Penrith players were criticised for their celebrations after their victory, with Sydney media identities outspoken against the way they celebrated. Jarome Luai came under scrutiny for a social media post that some found offensive. Former Penrith captain Greg Alexander and coach Ivan Cleary defended the players against the criticism.

Both grand final teams' players featured in squads selected for the 2021 Rugby League World Cup to be played in October–November 2022. Ten Panthers players were selected with the greatest representation (5) to play for Samoa. Parramatta had also had ten players selected, with the greatest representation (3) to play for New Zealand.

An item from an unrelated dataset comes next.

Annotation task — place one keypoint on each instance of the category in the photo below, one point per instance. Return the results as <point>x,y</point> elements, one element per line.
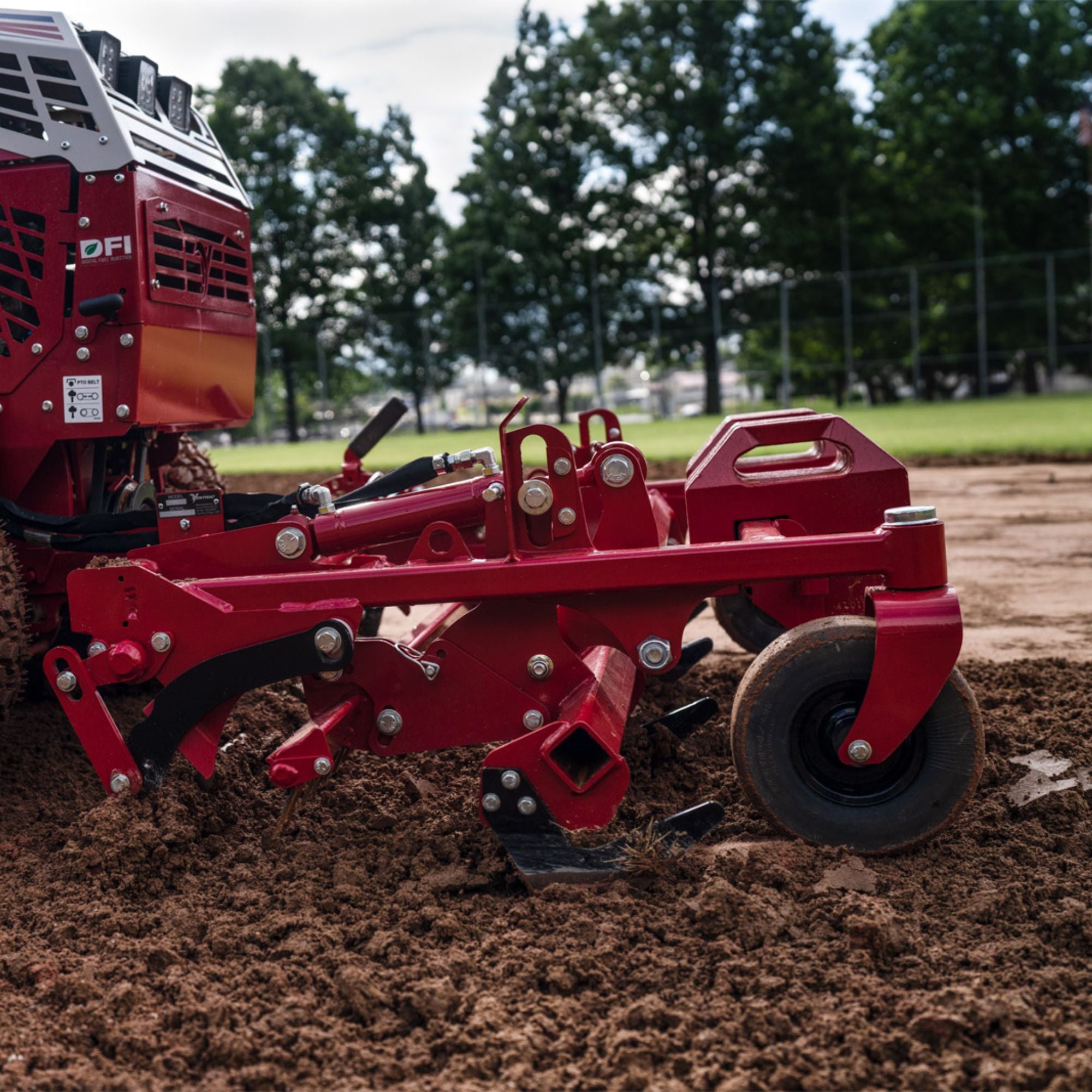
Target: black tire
<point>794,709</point>
<point>14,635</point>
<point>751,628</point>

As premiership winners, Penrith earned the right to play in the World Club Challenge against 2022 Super League Grand Final winners St Helens. The match was played on 18 February 2023 at BlueBet Stadium.

== Opening Matches ==
Two opening matches were played on the ground prior to the grand final: the NRL State Championship and NRL Women's Grand Final. Both matches were broadcast live throughout Australia by the Nine Network.